Minister zdrowia Łukasz Szumowski o metodzie trombektomii mechanicznej w Łódzkiem
Minister zdrowia Łukasz Szumowski zapowiedział rozszerzenie programu leczenia pacjentów po udarach metodą trombektomii mechanicznej. Zmiany programu domagają się łódzcy lekarze, ponieważ na liście siedmiu szpitali, w których ma być finansowana ta metoda ratująca życie i chroniącą przed kalectwem, nie znalazł się ani jeden szpital z województwa łódzkiego.

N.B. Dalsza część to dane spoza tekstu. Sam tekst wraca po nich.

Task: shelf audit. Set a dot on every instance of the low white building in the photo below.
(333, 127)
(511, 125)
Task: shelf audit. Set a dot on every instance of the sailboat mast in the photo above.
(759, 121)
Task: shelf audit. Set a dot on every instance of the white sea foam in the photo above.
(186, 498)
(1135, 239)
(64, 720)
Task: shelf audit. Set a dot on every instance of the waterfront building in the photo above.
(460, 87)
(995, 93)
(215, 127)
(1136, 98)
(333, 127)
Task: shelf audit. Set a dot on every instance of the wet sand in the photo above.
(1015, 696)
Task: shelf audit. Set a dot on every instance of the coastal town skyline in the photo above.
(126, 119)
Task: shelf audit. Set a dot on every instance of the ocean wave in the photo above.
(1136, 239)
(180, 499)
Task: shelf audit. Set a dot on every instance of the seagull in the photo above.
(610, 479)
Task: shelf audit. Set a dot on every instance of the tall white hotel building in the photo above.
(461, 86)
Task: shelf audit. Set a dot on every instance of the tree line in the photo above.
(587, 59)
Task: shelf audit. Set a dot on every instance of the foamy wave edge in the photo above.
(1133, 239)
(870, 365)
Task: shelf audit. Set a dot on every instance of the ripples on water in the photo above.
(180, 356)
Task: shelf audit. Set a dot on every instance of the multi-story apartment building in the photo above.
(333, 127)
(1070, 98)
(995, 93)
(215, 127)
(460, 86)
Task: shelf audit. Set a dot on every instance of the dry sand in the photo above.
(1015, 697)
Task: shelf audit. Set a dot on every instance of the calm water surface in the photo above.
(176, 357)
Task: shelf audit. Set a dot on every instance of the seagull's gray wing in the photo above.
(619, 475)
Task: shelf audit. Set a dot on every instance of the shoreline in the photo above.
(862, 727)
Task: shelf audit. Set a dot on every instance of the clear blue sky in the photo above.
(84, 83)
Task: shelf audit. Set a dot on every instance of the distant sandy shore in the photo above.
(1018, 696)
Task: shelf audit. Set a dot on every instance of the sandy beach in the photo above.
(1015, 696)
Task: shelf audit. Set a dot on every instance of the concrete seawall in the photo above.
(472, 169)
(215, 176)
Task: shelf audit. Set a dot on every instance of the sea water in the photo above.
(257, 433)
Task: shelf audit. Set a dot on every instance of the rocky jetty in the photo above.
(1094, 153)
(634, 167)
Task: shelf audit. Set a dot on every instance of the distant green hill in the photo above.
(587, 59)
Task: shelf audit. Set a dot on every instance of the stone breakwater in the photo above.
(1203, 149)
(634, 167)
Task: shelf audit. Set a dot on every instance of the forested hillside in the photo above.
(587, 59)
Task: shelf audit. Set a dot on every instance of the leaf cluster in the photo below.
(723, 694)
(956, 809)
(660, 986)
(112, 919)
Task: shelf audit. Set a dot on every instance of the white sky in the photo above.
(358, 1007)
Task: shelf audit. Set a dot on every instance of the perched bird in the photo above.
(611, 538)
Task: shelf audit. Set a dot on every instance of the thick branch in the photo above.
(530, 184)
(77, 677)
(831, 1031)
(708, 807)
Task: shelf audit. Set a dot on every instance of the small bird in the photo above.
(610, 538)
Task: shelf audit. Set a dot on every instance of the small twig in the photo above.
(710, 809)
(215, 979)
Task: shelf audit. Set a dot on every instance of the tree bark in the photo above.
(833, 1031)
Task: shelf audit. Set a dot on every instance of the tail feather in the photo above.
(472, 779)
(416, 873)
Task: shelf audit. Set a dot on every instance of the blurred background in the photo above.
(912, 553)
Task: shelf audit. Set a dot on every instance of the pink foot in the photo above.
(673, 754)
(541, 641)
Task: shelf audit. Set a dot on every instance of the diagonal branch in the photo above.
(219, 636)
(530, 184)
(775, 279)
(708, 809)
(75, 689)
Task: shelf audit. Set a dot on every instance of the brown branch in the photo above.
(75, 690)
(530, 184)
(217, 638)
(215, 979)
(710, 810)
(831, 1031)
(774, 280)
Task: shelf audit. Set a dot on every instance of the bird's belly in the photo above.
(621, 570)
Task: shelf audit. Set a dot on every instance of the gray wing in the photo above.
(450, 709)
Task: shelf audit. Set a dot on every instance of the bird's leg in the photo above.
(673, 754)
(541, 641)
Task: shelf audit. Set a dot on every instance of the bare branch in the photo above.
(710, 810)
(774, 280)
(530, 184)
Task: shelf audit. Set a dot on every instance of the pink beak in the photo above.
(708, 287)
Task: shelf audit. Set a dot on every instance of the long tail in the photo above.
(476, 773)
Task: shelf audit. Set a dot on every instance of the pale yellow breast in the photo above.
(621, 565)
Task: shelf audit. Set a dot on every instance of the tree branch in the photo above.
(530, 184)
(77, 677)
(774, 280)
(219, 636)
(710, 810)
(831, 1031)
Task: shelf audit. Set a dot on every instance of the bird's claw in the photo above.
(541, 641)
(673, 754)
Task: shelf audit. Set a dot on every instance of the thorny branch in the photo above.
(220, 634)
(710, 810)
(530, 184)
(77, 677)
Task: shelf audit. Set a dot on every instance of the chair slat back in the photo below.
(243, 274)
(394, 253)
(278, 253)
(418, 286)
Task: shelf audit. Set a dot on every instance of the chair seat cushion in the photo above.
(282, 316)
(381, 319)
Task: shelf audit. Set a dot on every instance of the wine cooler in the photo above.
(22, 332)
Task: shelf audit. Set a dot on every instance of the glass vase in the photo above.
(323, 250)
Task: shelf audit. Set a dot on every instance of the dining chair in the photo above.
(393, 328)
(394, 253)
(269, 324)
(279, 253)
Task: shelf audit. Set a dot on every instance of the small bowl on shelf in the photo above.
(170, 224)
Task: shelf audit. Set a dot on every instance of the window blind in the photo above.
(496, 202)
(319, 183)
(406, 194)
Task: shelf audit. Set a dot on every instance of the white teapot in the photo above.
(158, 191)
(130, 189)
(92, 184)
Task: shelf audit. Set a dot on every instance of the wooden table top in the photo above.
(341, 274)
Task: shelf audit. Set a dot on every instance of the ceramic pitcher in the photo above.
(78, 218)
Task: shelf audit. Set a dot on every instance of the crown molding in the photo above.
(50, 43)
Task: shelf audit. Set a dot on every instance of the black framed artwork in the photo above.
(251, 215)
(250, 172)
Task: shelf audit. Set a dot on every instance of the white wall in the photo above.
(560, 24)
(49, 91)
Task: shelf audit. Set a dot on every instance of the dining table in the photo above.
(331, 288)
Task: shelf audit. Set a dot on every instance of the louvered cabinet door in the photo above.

Jak mówią Bożena Adamczyk i Łukasz Jasek, Łódź ma odpowiednią aparaturę i specjalistów z kilkuletnim doświadczeniem w tej dziedzinie. – Jest wiele historii o pacjentach, którym objawy mijają w trakcie procedury, czyli niedowłady, porażenia. Pacjent, który nie mówi, w chwili trwania tej procedury, zaczyna mówić. To są przykłady, które na wyobraźnie działają w fantastyczny sposób – informuje Jasek. -Czas stracony, to mózg stracony, więc powinniśmy jak najszybciej wdrażać to leczenie, żeby uzyskać jak najlepsze efekty – dodaje Adamczyk.
Metoda trombektomii polega naudrażnianiu naczynia doprowadzającego krew do mózgu, czyli przyczyny udaru.Minister zdrowia Łukasz Szumowski obiecał, że w najbliższych miesiącach lista szpitali, ratujących pacjentów taką metodą, zostanie rozszerzona. -Wtedy kolejne ośrodki, które pokażą, że są gotowe wejść do tego programu, oczywiście będą włączone do tego pilotażu. Chciałbym, żeby docelowo do końca przyszłego roku, cała Polska została równomiernie objęta tym programem. Pamiętajmy jednak, że tych pacjentów, którzy mogą być zakwalifikowani do trombektomii mechanicznej, jest ok. 4 tys. rocznie, w związku z tym, tych ośrodków powinno być maksymalnie trzy na województwo.
O zmianę decyzji w sprawie listy szpitali wspólnie z lekarzami zabiegali wojewoda łódzki, marszałek i Łódzka Okręgowa Izba Lekarska.